Right, from the J.P. Morgan Library online exhibit of Charles Dickens at 200
Looking back, I think the magic disappeared just about the time the big kids told me there was no Santa Claus. Even at that tender age, my precocious little mind must have deduced that if Santa didn't bring all those swell presents, someone sure as heck had to go out and buy them. Goodbye Ho, Ho, Ho! Hello, Boo Hoo, Hoo!
Since then, Christmas shopping has become my least favorite activity, even worse than having a root canal; and it gets progressively worse each year as it becomes increasingly harder to figure out what to buy people that (1) they would like, and (2) they haven't already bought a more expensive version of for themselves.
Years ago, that wasn't the case, and gift selection was no problem. Aunt Clara was delighted if you bought her a pair of silk stockings. (Does anyone remember stockings? They were like pantyhose, only split in half, and without the panty). Of course, if she preferred panties you bought her a pair of what were called "snuggies." These were like bikini underpants, except they were knee-length, high-waisted, and made of flannel. And Uncle Joe was happy with a couple of handkerchiefs. These were something like Kleenex, only they were fabric and you washed and re-used them instead of throwing them away.
As for the children, we've all heard stories about how, in the good old days, kids used to be beside themselves with joy if they found so much as an orange, instead of a lump of coal, in their Christmas stockings. Today it's not so easy to please a kid. Unless the eight-foot tree is completely hidden behind a pile of bionic, electronic, computerized, over automated and overpriced toys that cost more than you used to have to spend to furnish an entire house (real, not doll), they start reading you their Constitutional rights.

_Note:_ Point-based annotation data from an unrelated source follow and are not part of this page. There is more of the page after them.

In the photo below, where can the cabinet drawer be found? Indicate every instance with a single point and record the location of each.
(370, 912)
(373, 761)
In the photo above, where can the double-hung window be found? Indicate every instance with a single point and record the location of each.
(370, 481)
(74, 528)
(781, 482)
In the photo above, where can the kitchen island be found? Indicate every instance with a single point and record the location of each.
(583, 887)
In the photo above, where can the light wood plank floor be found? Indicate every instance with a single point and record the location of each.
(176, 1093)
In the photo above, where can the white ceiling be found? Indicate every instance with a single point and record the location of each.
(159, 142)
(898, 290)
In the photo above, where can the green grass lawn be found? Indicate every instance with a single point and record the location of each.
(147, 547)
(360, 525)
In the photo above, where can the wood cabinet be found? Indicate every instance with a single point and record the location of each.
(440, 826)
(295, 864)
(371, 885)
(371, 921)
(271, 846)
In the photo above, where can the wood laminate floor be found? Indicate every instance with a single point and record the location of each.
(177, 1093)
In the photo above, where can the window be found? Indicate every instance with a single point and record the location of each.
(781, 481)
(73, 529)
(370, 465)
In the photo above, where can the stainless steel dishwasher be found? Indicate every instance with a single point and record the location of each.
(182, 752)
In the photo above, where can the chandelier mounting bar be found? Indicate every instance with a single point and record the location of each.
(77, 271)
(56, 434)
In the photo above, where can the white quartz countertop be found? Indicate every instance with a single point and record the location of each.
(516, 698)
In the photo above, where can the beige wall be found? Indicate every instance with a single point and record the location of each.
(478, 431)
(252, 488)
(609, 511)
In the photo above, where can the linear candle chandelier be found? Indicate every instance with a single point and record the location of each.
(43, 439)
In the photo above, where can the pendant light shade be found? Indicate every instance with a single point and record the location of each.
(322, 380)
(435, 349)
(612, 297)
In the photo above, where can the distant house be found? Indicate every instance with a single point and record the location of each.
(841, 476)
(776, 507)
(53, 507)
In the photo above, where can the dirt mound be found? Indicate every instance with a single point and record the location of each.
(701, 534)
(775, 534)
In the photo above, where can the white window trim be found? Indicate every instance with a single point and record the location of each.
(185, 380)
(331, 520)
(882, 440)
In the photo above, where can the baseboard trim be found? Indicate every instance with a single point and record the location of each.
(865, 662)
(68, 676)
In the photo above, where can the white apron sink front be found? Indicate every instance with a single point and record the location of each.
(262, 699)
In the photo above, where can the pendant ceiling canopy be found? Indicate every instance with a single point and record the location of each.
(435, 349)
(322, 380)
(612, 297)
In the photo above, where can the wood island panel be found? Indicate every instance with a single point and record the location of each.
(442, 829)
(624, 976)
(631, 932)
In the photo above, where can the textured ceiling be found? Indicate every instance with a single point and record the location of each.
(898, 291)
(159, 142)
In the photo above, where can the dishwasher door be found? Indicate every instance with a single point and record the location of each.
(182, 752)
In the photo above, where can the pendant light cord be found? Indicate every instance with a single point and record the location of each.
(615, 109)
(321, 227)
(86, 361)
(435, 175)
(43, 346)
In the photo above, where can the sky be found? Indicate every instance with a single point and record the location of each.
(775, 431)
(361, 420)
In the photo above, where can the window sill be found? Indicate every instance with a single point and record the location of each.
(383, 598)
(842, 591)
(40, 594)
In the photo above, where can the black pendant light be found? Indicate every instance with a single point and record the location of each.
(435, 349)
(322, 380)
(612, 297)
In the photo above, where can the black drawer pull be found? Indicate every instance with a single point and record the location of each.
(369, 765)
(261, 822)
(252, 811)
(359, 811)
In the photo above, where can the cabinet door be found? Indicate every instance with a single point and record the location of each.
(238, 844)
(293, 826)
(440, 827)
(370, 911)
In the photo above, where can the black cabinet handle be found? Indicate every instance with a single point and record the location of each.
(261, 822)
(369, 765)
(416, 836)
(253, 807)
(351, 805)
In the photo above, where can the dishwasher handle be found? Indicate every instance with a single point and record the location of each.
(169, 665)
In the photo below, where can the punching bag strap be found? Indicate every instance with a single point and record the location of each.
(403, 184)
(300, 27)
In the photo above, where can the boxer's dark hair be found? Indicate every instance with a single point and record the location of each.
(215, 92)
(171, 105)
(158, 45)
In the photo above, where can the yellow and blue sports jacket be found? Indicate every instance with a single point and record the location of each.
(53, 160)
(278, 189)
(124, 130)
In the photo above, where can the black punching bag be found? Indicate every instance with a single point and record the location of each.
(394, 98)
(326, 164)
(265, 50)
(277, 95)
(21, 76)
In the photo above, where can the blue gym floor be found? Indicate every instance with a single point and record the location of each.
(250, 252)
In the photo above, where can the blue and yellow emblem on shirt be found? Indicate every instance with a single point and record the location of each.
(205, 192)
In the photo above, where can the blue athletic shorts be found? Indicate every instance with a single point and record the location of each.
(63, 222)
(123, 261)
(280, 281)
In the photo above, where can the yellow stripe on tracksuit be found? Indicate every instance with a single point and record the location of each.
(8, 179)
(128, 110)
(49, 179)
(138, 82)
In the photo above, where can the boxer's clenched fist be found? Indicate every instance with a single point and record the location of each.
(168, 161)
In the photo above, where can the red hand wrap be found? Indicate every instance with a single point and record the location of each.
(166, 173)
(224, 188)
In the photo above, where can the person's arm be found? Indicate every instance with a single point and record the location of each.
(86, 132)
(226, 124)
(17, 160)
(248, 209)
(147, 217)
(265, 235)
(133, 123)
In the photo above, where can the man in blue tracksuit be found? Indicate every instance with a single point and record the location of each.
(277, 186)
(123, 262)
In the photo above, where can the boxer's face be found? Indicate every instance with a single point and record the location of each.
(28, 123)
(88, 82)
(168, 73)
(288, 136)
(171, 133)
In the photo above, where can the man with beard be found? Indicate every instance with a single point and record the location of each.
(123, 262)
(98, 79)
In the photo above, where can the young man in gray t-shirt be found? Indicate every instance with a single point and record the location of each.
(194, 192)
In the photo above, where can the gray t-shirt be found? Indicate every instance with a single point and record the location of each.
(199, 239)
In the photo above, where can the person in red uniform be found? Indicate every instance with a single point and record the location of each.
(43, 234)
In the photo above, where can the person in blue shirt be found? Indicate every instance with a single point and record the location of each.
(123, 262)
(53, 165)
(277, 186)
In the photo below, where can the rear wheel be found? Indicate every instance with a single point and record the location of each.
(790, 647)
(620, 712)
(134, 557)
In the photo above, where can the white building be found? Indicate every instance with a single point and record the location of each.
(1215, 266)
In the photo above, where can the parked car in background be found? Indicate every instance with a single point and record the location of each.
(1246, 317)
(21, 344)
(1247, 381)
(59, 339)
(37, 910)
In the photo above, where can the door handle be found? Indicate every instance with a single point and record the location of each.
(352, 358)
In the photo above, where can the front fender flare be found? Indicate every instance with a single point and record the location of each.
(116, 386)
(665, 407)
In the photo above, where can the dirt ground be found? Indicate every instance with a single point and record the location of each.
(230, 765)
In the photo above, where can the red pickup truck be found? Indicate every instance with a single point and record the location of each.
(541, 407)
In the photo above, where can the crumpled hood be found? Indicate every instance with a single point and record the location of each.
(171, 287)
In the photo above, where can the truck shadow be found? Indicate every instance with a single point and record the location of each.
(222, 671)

(They interpret the dictum that "all men are created equal" to mean they should get as many expensive presents as the spoiled rich brat across town.) Yep, things sure have changed. The only way an orange would please a child today would be if he got to pick it himself from a tree growing in Disneyland.
And, as I said, every year it gets worse — and it starts earlier. The Christmas ads (which used to be respectful enough to wait until the Thanksgiving turkey was cold) now compete for space with ads for the post-Fourth-of-July sales (which start appearing in May). It really makes me sick. Not that Macy's and Nordstrom's aren’t lovely stores, but they weren't where I had planned to spend my summer vacation — or the money I had saved up for my summer vacation.